Eccomi quindi armato della massima attenzione sotto lo schermo di quello che è stato definito
un “science fiction cyber thriller”. Il film parte ed è già disorientamento. Perché sembra a tutti gli
effetti un classico teen movie: tanta gioventù, tanta bellezza e tanto sesso (fatto, discusso, anelato);
ma al contempo ti aspetti l’imprevisto, qualcosa che giustifichi la definizione che accompagnava il
film.
Ed ecco che arriva, l’inatteso; o forse proprio ciò che si attendeva. Amanti, genitori e amici dei
ragazzi protagonisti si rivelano improvvisamente essere streghe e cospiratori in una lotta mondiale
tra sette segrete, in atto aldilà della superficie della realtà quotidiana. Tra una scena di sesso
e l’altra, non si sa cos’altro di strambo aspettarsi, quale nuovo ruolo misterioso e pericoloso i
personaggi riveleranno. Si ride ma ci si sente disorientati per come il regista abbia messo in piedi
una certa follia, una sorta di sfuriata cervellotica per immagini, che porta a un finale estremo.
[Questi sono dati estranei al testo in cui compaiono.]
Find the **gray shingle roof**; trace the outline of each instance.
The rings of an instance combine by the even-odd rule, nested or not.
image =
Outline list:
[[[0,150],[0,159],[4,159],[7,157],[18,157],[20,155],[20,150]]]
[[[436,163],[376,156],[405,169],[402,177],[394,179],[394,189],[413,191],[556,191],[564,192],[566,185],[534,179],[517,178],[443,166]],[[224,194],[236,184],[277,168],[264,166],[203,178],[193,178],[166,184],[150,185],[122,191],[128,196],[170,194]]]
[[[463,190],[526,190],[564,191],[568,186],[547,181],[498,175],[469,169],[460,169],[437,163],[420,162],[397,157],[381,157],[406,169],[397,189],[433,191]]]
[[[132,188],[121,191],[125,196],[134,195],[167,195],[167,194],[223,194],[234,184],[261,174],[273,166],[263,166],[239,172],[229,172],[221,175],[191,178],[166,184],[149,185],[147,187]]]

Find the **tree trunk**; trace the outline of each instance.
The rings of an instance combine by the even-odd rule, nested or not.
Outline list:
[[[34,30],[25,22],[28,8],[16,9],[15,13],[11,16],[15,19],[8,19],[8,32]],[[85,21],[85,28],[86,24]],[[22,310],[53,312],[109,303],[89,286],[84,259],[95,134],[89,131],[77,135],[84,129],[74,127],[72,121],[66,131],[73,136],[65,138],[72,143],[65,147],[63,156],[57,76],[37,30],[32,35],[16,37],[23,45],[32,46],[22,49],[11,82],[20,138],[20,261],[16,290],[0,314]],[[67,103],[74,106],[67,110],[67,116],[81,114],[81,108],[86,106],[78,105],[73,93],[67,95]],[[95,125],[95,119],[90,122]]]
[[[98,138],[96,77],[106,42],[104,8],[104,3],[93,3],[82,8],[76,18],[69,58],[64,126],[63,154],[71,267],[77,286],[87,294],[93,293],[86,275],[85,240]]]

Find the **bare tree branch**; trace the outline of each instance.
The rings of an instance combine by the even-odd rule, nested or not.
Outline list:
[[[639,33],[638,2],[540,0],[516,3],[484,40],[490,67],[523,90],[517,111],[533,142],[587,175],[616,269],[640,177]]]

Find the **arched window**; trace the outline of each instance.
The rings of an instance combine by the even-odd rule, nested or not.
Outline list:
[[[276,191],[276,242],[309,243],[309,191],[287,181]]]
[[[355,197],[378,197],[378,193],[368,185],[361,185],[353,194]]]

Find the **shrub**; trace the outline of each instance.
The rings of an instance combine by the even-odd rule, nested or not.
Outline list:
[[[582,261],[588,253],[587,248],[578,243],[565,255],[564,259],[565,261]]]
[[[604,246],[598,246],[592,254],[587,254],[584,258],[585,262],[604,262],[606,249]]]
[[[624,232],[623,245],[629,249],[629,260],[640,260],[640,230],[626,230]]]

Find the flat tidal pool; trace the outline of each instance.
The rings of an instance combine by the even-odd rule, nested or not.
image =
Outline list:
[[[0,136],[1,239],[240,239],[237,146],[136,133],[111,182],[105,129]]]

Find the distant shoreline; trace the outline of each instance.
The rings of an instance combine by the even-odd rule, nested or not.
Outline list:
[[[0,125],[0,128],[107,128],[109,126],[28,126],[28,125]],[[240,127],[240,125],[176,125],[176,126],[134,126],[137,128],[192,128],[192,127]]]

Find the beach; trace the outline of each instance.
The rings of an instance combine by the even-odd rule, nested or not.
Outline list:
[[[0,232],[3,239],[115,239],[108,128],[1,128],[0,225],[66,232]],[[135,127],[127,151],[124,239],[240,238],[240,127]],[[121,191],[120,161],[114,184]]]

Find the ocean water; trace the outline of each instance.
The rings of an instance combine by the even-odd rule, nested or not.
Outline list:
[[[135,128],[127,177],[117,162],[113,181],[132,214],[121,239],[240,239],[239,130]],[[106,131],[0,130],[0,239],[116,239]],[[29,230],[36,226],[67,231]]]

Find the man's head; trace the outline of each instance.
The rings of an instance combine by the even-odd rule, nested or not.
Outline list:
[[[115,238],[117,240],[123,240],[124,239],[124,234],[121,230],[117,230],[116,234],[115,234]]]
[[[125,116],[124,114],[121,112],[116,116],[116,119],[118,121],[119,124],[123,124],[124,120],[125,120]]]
Il
boss di una delle sette ha davanti sé, proprio sulla scrivania, un pulsante rosso da premere. Se ciò
avvenisse, esplosioni nucleari ridurrebbero l’intero pianeta Terra in polvere.
E pensare che si era partiti da un adolescente innamorato del suo compagno di stanza. Anzi, prima
ancora dal programma del festival, e da chi stava accanto a me. Gli ho poi detto “Strano, questo
Araki”. Ha risposto “Ha fatto molto di meglio, comunque”. Ah, bene allora… ma questo l’ho
soltanto pensato. Ancora devo decidere se buttarmi nella retrospettiva.

Andreamaybe

1 commento:

  1. Non omettiamo di confessare che anche se ci ha fatto sorridere è un film pacchiano fino all'osso, signori censori!